In this guide I will try to describe a structure to use when troubleshooting voice issues like choppy or clipping sound, hissing noise, dead air or silence, one way audio, and others, rather than provide merely technical recommendations that may fix those. The goal here is to add another tool when you have a TAC case open so to provide us with more information, or even before opening the case to attempt a quick narrow down of the problem, and maybe a fast solution as well.


Really understanding the problem

The first thing we need to do, is to take the problem description to a concrete, short statement. Just stating that "the sound is bad", or that "there are voice quality issues" won't help you or your TAC engineer conclude a thing. Those statements however, reflect what end users may experience, and it is ok for them to express that way, the person working on the problem is the one in charge to gather a clear understanding of the situation. Before even moving to the part where we start collecting details, lets ask the following questions:

 

How was the sound?

What did you hear?

Can you tell if the other party heard you?


Once we answer those, we will know what we are after later when checking configurations and logs. We will end up with a statement such as:

 

"There was a hissing noise"

"The audio was choppy, couldn't hear all the words, but we could both hear each other"

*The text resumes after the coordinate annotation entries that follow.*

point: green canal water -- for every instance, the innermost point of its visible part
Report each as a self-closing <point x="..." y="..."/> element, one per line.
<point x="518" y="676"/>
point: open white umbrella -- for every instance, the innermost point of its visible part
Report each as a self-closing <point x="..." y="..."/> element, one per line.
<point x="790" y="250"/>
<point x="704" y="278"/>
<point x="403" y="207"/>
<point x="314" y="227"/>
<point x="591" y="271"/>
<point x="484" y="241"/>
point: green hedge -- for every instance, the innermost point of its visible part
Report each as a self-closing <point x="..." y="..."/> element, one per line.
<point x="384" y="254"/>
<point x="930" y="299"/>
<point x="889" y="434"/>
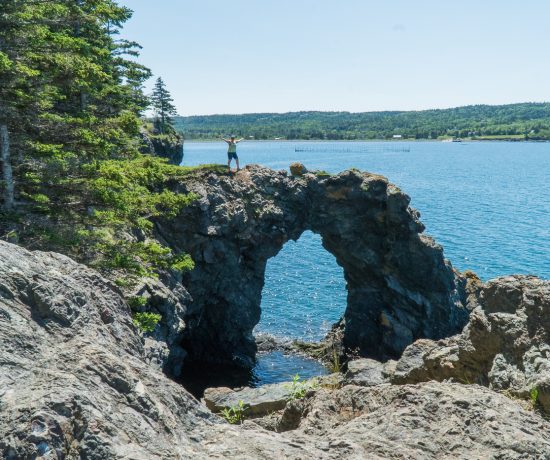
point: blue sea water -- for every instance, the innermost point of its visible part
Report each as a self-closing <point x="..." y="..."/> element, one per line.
<point x="487" y="203"/>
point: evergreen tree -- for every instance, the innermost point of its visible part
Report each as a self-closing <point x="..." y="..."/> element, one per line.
<point x="162" y="103"/>
<point x="71" y="98"/>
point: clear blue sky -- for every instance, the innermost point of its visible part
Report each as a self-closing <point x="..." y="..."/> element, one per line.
<point x="239" y="56"/>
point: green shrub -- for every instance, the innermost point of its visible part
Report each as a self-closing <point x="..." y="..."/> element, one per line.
<point x="137" y="302"/>
<point x="234" y="414"/>
<point x="146" y="322"/>
<point x="335" y="363"/>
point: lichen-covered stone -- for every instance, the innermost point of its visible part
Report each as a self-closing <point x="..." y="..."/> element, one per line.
<point x="400" y="287"/>
<point x="506" y="344"/>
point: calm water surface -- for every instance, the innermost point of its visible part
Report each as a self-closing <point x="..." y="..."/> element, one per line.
<point x="488" y="204"/>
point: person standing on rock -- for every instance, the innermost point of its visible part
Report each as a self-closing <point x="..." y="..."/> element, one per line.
<point x="232" y="151"/>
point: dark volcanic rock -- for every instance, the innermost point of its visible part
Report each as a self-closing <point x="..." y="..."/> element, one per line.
<point x="400" y="287"/>
<point x="74" y="382"/>
<point x="169" y="146"/>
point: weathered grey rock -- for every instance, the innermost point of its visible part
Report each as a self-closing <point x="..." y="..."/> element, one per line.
<point x="257" y="401"/>
<point x="369" y="372"/>
<point x="425" y="421"/>
<point x="74" y="381"/>
<point x="506" y="344"/>
<point x="400" y="287"/>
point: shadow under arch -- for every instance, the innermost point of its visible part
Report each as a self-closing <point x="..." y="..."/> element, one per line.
<point x="304" y="293"/>
<point x="400" y="287"/>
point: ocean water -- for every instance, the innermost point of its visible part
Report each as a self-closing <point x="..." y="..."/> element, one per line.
<point x="487" y="203"/>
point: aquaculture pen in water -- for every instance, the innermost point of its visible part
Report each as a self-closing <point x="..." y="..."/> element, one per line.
<point x="353" y="148"/>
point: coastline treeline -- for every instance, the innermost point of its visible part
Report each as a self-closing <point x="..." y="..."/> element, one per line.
<point x="515" y="121"/>
<point x="72" y="178"/>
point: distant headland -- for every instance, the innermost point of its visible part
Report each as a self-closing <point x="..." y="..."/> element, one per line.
<point x="512" y="122"/>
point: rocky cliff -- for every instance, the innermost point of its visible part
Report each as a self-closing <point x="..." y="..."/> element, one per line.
<point x="400" y="287"/>
<point x="75" y="382"/>
<point x="77" y="379"/>
<point x="169" y="146"/>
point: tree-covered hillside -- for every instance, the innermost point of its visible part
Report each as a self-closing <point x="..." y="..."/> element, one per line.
<point x="72" y="178"/>
<point x="520" y="121"/>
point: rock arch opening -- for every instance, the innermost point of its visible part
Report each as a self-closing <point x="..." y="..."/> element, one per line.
<point x="399" y="286"/>
<point x="304" y="293"/>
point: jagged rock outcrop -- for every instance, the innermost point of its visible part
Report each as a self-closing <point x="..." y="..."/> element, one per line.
<point x="425" y="421"/>
<point x="506" y="344"/>
<point x="74" y="382"/>
<point x="400" y="287"/>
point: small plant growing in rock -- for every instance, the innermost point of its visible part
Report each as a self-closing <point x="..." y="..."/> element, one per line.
<point x="234" y="414"/>
<point x="137" y="302"/>
<point x="298" y="389"/>
<point x="146" y="322"/>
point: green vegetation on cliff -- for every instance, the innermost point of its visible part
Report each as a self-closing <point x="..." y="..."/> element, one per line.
<point x="72" y="176"/>
<point x="528" y="120"/>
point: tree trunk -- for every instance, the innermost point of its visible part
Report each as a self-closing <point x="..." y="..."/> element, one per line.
<point x="7" y="174"/>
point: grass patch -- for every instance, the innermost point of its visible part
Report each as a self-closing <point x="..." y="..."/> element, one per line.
<point x="299" y="388"/>
<point x="234" y="414"/>
<point x="146" y="322"/>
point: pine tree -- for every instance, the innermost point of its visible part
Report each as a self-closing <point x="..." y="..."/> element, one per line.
<point x="71" y="97"/>
<point x="162" y="103"/>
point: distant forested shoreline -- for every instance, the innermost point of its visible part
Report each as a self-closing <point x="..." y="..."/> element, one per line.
<point x="524" y="121"/>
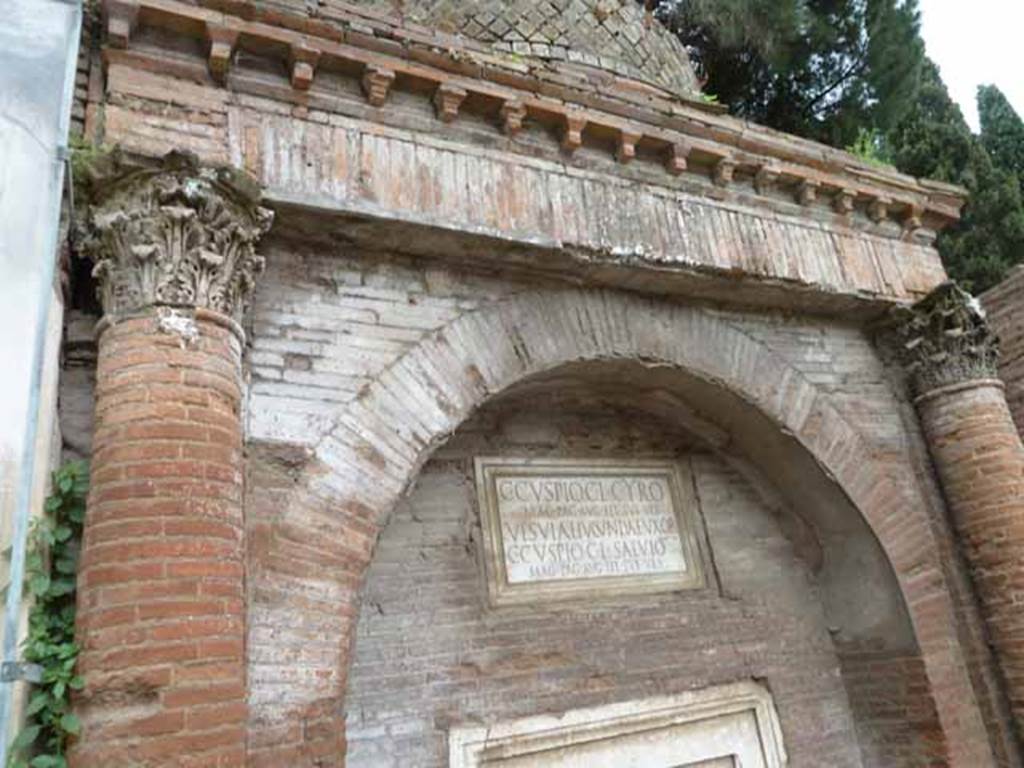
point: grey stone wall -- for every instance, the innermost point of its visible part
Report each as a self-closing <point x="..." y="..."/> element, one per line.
<point x="429" y="653"/>
<point x="608" y="34"/>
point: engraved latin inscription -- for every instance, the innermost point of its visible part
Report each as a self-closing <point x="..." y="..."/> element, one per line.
<point x="583" y="526"/>
<point x="560" y="527"/>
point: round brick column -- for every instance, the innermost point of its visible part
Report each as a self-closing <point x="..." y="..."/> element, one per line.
<point x="979" y="458"/>
<point x="161" y="609"/>
<point x="978" y="455"/>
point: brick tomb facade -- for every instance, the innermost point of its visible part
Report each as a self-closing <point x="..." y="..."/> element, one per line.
<point x="388" y="252"/>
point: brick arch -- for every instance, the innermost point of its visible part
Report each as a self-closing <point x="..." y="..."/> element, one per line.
<point x="305" y="580"/>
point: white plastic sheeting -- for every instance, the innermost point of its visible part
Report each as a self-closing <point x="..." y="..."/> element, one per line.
<point x="38" y="52"/>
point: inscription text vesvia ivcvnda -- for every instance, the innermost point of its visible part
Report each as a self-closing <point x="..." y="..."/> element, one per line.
<point x="559" y="527"/>
<point x="585" y="526"/>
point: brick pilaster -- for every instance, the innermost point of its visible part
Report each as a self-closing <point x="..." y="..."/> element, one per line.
<point x="161" y="612"/>
<point x="979" y="458"/>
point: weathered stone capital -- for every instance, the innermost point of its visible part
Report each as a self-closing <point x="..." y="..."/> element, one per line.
<point x="944" y="339"/>
<point x="178" y="235"/>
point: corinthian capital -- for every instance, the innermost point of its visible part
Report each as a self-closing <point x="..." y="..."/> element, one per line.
<point x="178" y="235"/>
<point x="944" y="339"/>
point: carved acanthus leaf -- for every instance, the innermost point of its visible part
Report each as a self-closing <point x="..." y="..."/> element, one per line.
<point x="179" y="235"/>
<point x="944" y="339"/>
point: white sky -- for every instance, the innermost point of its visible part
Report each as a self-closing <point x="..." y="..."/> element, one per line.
<point x="977" y="42"/>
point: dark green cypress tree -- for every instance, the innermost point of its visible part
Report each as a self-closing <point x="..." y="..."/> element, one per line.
<point x="821" y="69"/>
<point x="934" y="140"/>
<point x="1001" y="131"/>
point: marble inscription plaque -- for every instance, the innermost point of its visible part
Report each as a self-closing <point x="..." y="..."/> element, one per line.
<point x="557" y="528"/>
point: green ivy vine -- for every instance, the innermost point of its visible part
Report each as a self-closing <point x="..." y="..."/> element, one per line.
<point x="51" y="564"/>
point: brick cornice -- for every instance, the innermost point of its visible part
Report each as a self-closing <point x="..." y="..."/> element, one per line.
<point x="179" y="235"/>
<point x="642" y="121"/>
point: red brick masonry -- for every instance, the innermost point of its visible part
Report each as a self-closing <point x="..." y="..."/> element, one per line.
<point x="980" y="460"/>
<point x="161" y="604"/>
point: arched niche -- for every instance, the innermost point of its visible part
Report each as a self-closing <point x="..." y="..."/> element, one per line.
<point x="314" y="549"/>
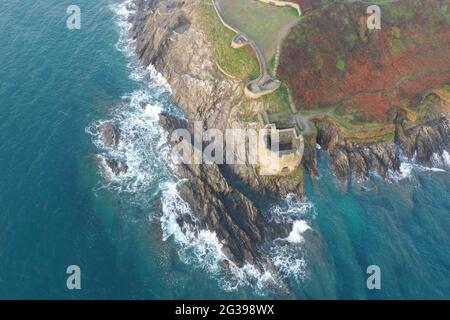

"She was able to hear me because she told me through chat later on, but I couldn't not hear her at all"

"We were having  normal conversation, and after she put me on hold, the music sounded all garbled and noisy"


Collecting additional details

Now is time to fully understand the topology in which the problem is happening. Audio streams are just like any other data streams in the sense that they flow through a cable or through wireless networks from one device to another. Having said that, the first thing to do after the problem statement is ready, is to narrow down probabilities to as few components as possible. Such task can only be done when there is a clear topology outline. Answer the following sample questions:

 

Does it happen with regular calls from one IP Phone to another IP Phone only?

Does it happen with calls from one IP Phone to an outside number only? (outside meaning a device on the public network)

Does it happen with both of the above?

Does it happen when connecting to a internal voice service like a contact center or voicemail system?

Is it occuring within the same Local Area Network?

Is it occuring between an IP Phone in one site, and an IP Phone in another site linked up by a MAN (Metropolitan Area Network) or a WAN (Wide Area Network)?

Are there security devices in between like firewalls and the alike?

Does it happen with all phone models?

 

At this point I would like to clarify myself when saying that voice or video streams "flow through a cable or through wireless networks from one device to another". There are 2 perspectives to take into account. Voice packets flow between phones, switches, routers, transcoders and other devices as bits, so every router, cable, switch and telephony device is suspect of dropping packets or causing delays; that would the transport perspective. From the signaling perspective, you must remember to always understand which devices are also voice devices, for example transcoders, Media Termination Points, Trusted Relay Points, RSVP agents, audio proxys and so forth. Why do I make this differenciation? Easy, take a look at the following diagram:

 

topology1.jpg

 

Following the blue dotted lines you see how the RTP with the real audio packets flow from one device to the other. It helps us determine which layer 1 through layer 3 paths are taken to deliver the information, and would help us focus on which devices to troubleshoot, however, lets imagine the topology from above is not telling us the entire story. Turns out that the IP Phone in the remote site was configured with a setting called "Use Trusted Relay Point", which will basically allocate an MTP resource to handle the audio to. Our topology now transforms into this:

 

topology2.jpg

 

See how we now have a and extra line from the HQ router to the UCM server? That is because the phone's configuration in the remote site is asking for an MTP to be allocated, thus placing and extra device in the audio path. From a transport perspective only we wouldn't have guessed that the CallManager server was in the middle. But analyzing from the signaling perspective revealed it so. Just imagine that the region associated to the remote phone is set to use G.711 against the region associated to the MTP server built into CallManager. It so happens that the excessive bandwidth utilized across the WAN is causing the audio to be horribly choppy. Setting the regions to use G.729 could be the fix to this scenario.

 

So, with the last set of questions we have hopefully gathered an understanding of the transport topology. Here are some questions that will clarify the signaling topology:

 

Does it involve only IP Phones or is it a mix of phones with CTI devices, or a voicemail system, etc?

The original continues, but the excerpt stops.